A mis ochenta años, curado de no
pocos espantos, me atrevo a decir que no existen los tiempos de la Justicia,
sino los tiempos de cada Juez. Cada Magistrado los usa, con mejor o peor
fortuna, según le dicta su particular subjetivismo. Dígase, además, que en
ciertas ocasiones tales tiempos son realmente un temporal. Por ejemplo, cuando
se trata de jueces campeadores, que disponen de un poder que sobrepasa con
desmesura el ejercicio del cargo. Se trata, a mi juicio, de una de las fatales
consecuencias de la judicialización de la política.

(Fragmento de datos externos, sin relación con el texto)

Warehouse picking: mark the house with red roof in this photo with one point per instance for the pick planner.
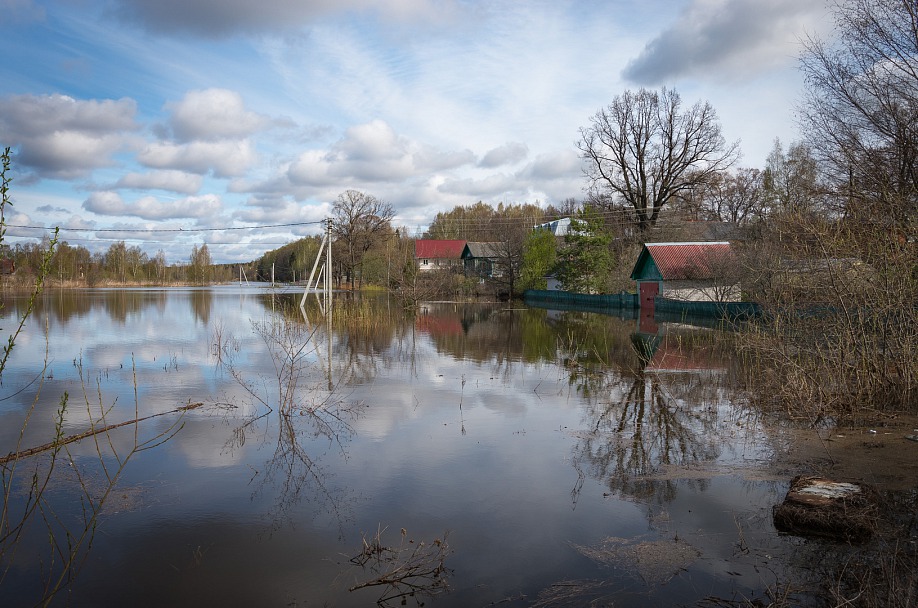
(702, 271)
(435, 254)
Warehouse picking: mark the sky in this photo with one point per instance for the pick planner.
(234, 123)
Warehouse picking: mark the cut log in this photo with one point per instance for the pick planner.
(815, 506)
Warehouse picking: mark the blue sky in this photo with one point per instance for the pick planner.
(130, 118)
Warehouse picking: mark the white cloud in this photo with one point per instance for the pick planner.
(213, 114)
(150, 208)
(226, 158)
(61, 137)
(173, 181)
(508, 154)
(726, 39)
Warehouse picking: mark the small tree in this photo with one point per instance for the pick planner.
(540, 254)
(586, 261)
(200, 267)
(645, 149)
(358, 221)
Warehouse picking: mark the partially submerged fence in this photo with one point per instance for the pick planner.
(606, 300)
(628, 301)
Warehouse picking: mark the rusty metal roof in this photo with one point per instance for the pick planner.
(438, 250)
(681, 261)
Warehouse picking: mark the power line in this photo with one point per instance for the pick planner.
(188, 230)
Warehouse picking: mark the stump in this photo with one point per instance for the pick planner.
(815, 506)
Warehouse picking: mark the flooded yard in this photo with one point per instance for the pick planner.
(454, 455)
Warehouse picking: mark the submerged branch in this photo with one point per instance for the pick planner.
(14, 456)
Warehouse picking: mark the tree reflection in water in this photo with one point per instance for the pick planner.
(641, 422)
(312, 419)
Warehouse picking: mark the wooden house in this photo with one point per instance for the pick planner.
(434, 254)
(695, 271)
(481, 259)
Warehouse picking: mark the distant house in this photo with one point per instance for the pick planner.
(559, 227)
(433, 254)
(686, 271)
(481, 259)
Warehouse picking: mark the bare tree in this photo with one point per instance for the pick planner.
(358, 220)
(646, 150)
(735, 197)
(861, 107)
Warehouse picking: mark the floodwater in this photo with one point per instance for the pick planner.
(483, 453)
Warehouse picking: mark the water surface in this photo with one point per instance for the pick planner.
(563, 456)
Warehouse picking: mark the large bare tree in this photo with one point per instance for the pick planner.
(358, 221)
(645, 149)
(861, 108)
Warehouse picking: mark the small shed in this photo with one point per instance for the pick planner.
(436, 254)
(698, 271)
(481, 259)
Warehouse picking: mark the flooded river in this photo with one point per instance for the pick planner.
(456, 455)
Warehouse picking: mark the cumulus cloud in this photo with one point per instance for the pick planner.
(276, 210)
(372, 152)
(729, 38)
(219, 18)
(561, 165)
(213, 114)
(486, 187)
(62, 137)
(226, 158)
(150, 208)
(508, 154)
(173, 181)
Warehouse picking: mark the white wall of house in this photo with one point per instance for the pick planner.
(701, 291)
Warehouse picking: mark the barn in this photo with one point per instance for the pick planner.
(698, 271)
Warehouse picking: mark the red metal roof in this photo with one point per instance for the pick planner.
(438, 250)
(680, 261)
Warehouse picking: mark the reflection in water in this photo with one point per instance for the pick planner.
(310, 416)
(661, 414)
(459, 417)
(638, 431)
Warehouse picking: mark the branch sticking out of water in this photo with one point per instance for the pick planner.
(57, 443)
(409, 570)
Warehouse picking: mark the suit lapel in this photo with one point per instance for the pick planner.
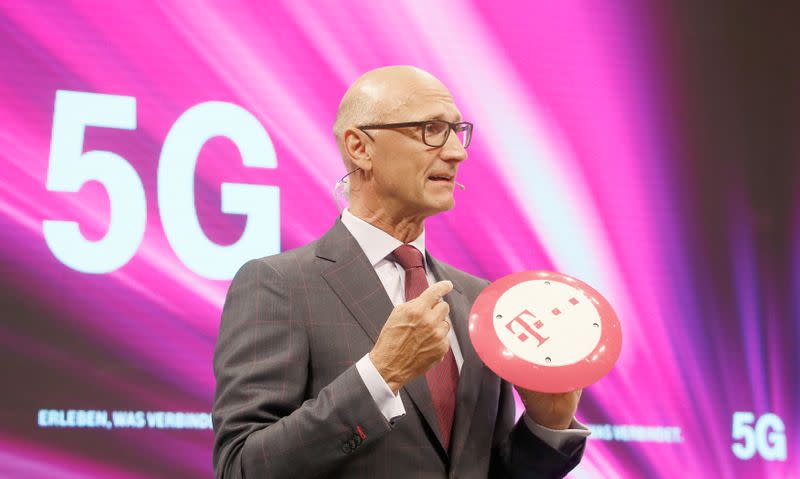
(353, 279)
(470, 375)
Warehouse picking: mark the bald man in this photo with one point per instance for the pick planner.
(350, 357)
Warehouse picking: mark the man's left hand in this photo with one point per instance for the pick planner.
(554, 411)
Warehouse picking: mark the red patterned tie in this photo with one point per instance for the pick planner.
(443, 376)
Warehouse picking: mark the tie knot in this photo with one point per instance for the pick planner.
(408, 257)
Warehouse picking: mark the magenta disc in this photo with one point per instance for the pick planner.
(545, 331)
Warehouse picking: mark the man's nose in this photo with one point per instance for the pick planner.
(453, 150)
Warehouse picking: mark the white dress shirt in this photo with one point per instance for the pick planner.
(377, 245)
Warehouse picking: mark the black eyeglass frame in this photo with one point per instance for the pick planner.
(456, 126)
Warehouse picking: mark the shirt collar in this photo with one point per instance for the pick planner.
(376, 243)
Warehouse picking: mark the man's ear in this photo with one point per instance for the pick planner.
(358, 148)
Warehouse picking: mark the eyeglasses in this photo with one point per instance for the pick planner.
(434, 132)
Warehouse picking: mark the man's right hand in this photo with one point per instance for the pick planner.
(414, 337)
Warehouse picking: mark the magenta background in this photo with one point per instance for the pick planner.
(578, 164)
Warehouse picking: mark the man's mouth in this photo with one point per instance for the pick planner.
(444, 178)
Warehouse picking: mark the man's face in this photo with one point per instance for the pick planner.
(410, 176)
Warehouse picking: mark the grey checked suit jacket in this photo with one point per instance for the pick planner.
(289, 401)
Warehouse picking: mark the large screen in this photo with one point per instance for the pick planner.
(149, 149)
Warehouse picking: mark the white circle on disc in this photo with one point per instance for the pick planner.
(542, 319)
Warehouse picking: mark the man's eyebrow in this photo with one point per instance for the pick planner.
(442, 116)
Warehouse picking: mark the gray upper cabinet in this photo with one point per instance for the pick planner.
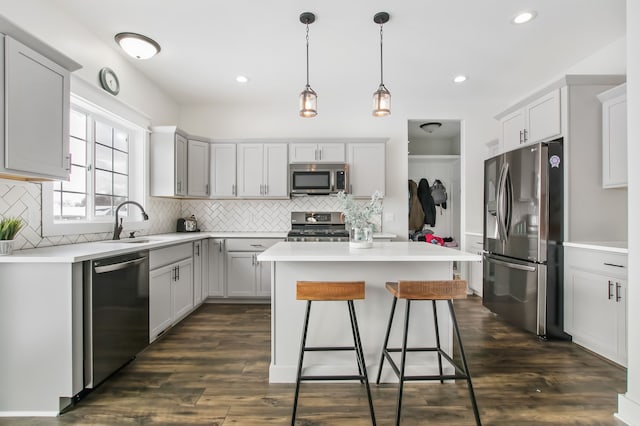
(35, 111)
(179, 164)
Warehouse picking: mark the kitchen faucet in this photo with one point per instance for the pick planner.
(118, 227)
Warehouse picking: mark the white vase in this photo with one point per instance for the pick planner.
(361, 237)
(6, 247)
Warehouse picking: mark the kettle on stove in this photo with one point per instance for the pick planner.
(187, 224)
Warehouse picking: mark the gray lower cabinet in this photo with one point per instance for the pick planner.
(246, 277)
(170, 287)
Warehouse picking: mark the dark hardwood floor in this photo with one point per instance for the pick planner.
(213, 369)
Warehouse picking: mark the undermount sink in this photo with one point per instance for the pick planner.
(131, 240)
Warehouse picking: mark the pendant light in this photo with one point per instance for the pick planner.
(382, 96)
(308, 97)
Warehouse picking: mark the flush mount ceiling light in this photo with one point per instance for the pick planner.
(308, 97)
(524, 17)
(382, 96)
(137, 45)
(431, 126)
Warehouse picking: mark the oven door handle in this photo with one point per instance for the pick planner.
(118, 266)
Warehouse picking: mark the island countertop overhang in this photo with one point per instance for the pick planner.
(394, 251)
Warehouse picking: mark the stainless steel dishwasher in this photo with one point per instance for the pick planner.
(116, 314)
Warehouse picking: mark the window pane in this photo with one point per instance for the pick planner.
(103, 157)
(57, 205)
(120, 185)
(77, 181)
(78, 151)
(104, 205)
(121, 140)
(78, 125)
(103, 182)
(104, 134)
(74, 206)
(120, 160)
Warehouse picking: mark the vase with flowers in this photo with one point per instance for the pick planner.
(357, 217)
(9, 227)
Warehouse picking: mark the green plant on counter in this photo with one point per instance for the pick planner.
(359, 215)
(9, 227)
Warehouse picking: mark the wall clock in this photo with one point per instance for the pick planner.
(109, 81)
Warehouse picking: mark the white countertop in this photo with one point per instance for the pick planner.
(400, 251)
(610, 246)
(71, 253)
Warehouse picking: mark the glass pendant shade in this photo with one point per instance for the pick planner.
(308, 102)
(381, 102)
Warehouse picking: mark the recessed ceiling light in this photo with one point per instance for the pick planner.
(137, 45)
(524, 17)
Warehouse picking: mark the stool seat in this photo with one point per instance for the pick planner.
(428, 290)
(329, 290)
(332, 291)
(443, 290)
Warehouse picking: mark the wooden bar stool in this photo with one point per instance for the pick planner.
(426, 290)
(332, 291)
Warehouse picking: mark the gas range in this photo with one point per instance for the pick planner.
(317, 226)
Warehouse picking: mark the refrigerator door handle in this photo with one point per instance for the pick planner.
(512, 265)
(502, 232)
(508, 187)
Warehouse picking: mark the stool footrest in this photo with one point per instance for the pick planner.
(339, 377)
(329, 348)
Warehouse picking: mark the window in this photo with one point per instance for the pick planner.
(105, 153)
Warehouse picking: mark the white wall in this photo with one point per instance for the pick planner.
(46, 21)
(629, 403)
(352, 118)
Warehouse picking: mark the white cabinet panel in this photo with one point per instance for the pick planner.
(223, 170)
(595, 292)
(316, 153)
(198, 168)
(241, 274)
(262, 170)
(366, 168)
(36, 113)
(614, 137)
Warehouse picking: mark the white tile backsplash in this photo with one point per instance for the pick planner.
(24, 199)
(256, 215)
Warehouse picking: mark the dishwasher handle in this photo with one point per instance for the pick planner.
(118, 266)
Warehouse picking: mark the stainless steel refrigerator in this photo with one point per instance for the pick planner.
(523, 231)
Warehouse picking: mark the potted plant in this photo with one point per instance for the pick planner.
(9, 227)
(358, 217)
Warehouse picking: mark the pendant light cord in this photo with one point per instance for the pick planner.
(307, 55)
(381, 83)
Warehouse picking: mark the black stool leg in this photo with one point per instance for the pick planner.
(386, 339)
(360, 355)
(302, 348)
(464, 363)
(435, 322)
(402, 362)
(353, 331)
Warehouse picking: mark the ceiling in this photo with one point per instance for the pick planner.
(206, 43)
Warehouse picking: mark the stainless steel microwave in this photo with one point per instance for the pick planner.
(318, 178)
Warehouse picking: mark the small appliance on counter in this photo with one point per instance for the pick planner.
(187, 224)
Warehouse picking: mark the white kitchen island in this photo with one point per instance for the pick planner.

De ahí que se produzca un
efecto inversamente proporcional: a menor intervención política ante un litigio
concreto, mayor justicia campeadora.
Llevamos tiempo denunciando
desde estas columnas los desvaríos del procés
catalán. Hemos escrito muchas páginas contra las martingalas del hombre de
Waterloo. Y, de igual manera, hemos responsabilizado también la inacción del
gobierno del Partido Popular
en todo ese itinerario. Digamos ahora con claridad que la derrota del procés no se debe esencialmente a la política de Rajoy sino
a dos factores: uno, al propio diseño del procés,
como lo han reconocido los más importantes star
systems del independentismo; otro, a las intervenciones judiciales que se
han puesto en marcha.
Es decir, la derrota del
independentismo se debe a una candorosa infravaloración del poder del Estado y
a la ingenuidad de que la Unión Europea podría dar cobertura a los planteamientos
secesionistas. Lo primero indicaría que sus dirigentes no han superado la
párvula fase de boys scouts. Lo
segundo representa hasta qué punto los independentistas estaban a la Luna de
Valencia con relación a la realidad europea. Ahora bien, cada momento en que
parecía que el independentismo se freía en su propio aceite hirviendo aparecían
los «tiempos de los jueces», que –como consecuencia directa-- volvían a reagrupar al independentismo. Diríase
que tales tiempos han sido
contradictorios: de un lado han asestado duros golpes; de otro, sin embargo,
han permitido un efecto de inercia.
De momento vamos a dejar las
cosas así. Estamos a la espera de la sesión del Parlament de Catalunya, que apresurada
y confusamente se dispone a investir a un irascible Jordi Turull. Siempre y cuando los «tiempos del
Juez» lo permitan. Seguiremos, pues, cuando la fumata sea blanca. O lo que encarte. De momento, seguiremos
pensando que el «tiempo» sigue siendo, según los viejos manuales de la Física,
el espacio partido por la velocidad. Antigua definición que Einstein se encargó de matizar.